2010/09/06
The Anime Review : Rin : Daughters of Mnemosyne DVD
Synopsis:
Rin is a curvaceous small-time detective with a dark secret; she's an immortal, carrying a "Time Fruit" from the ever-present Yggdrasil, the tree of life. She can take a whole lot of physical punishment (and can easily regenerate her body parts), which is a good thing, because when Apos, a godlike creature with a sadistic streak shows up and wants to drink her memories like so much Gatorade, the battle's on!
Review:
RIN ~Daughters of Mnemosyne~ was originally created as an “anniversary project” for the Japanese cable channel AT-X, which is most known among anime fans for being the boob-friendly network that airs uncensored versions of stuff like Queen's Blade and Charger Girl Ju-den-chan late at night. In a sense, they're kinda like Japan's version of Cinemax, which is famous (or infamous, rather) for running low-budget softcore porn, usually gussied up in sci-fi or thriller genre trappings (and with hilarious titles like Alien Sex Invasion or Detective Lust or something like that) in the wee hours of the morning.
So it stands to reason that Mnemosyne feels exactly like one of those silly “Skinemax” movies, with the requisite amounts of violence, kinky sex and violent kinky sex piled on so you're aware that what you're watching is totally edgy anime for adults. Surprisingly, and perhaps in spite of all that, Mnemosyne isn't really a bad show, provided you know what you're getting in to and don't take any of it very seriously for even a second.

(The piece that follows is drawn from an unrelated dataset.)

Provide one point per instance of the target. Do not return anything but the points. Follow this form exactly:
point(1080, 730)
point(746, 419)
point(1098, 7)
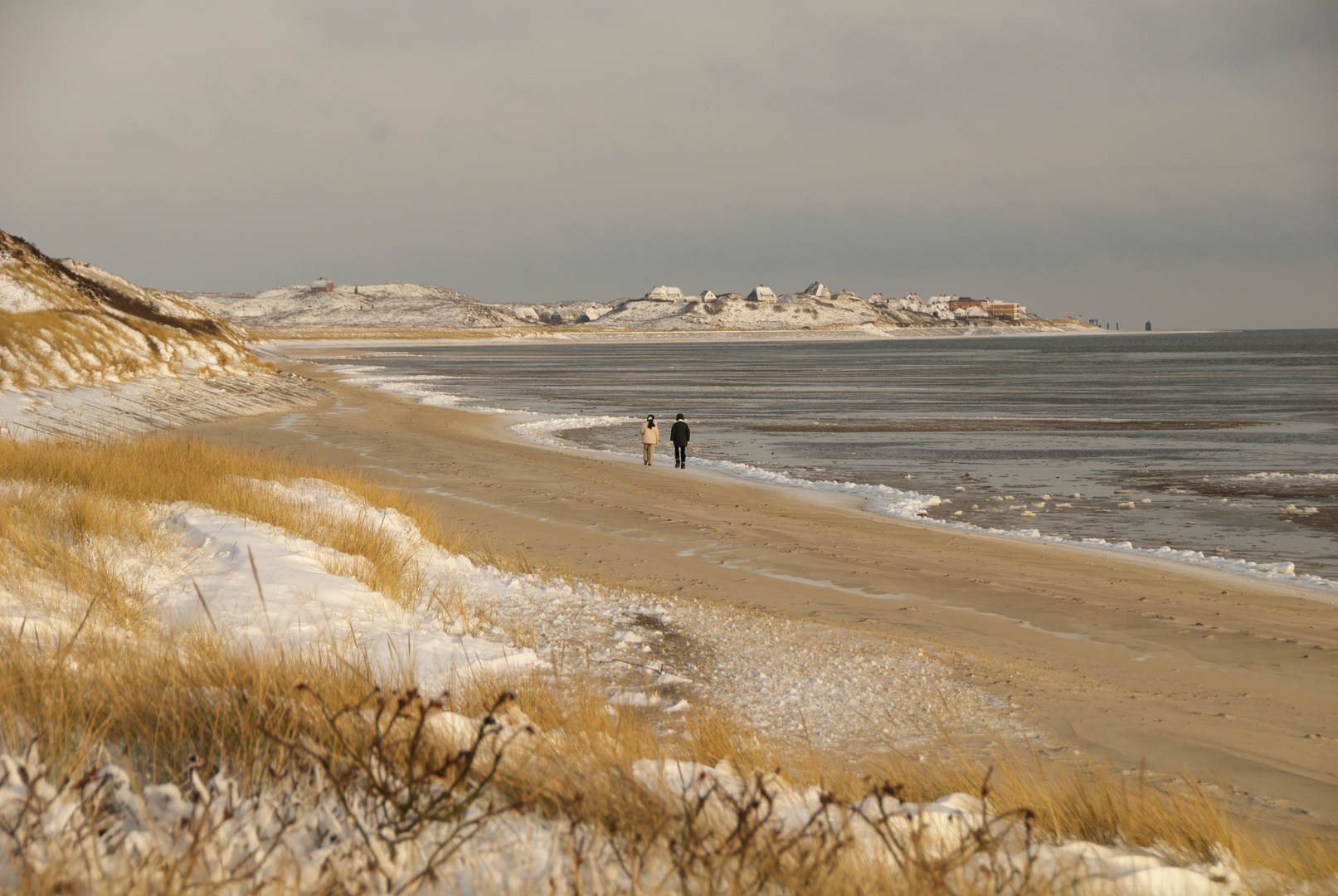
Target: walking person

Rin, overall, is a little complex but not difficult to decipher; there's this big ethereal magic tree (Yggdrasil, marking the 10,000th time the legendary Norse ‘tree of life’ has been referenced in an anime) that sheds these things called “Time Fruits” that float down to the general populace. When one infects a woman, she becomes an immortal who can withstand a ridiculous amount of physical damage. When one infects a man, he becomes a rageful superpowered winged beast (nicknamed “angels”). Notably the immortal women can't help but desperately want to have sex with the angels, who devour them during the act. Rin, a green-haired, fiercely independent woman with serious karate skills who runs a small-time detective agency, is one such immortal. Although her stated business is finding lost cats and tracking down stolen items, pretty much every case she takes winds up connecting to her mysterious (and sexy!) past in some fashion, and usually involves a lot of violence and expository dialogue that explains the show's weird plot. The chief villain is a smug kid named Apos who seems to wander between “immortal” and “angel”, obviously knows everything there is to know about this strange world, really enjoys tormenting immoral girls in bondage and, naturally, must have Rin for himself!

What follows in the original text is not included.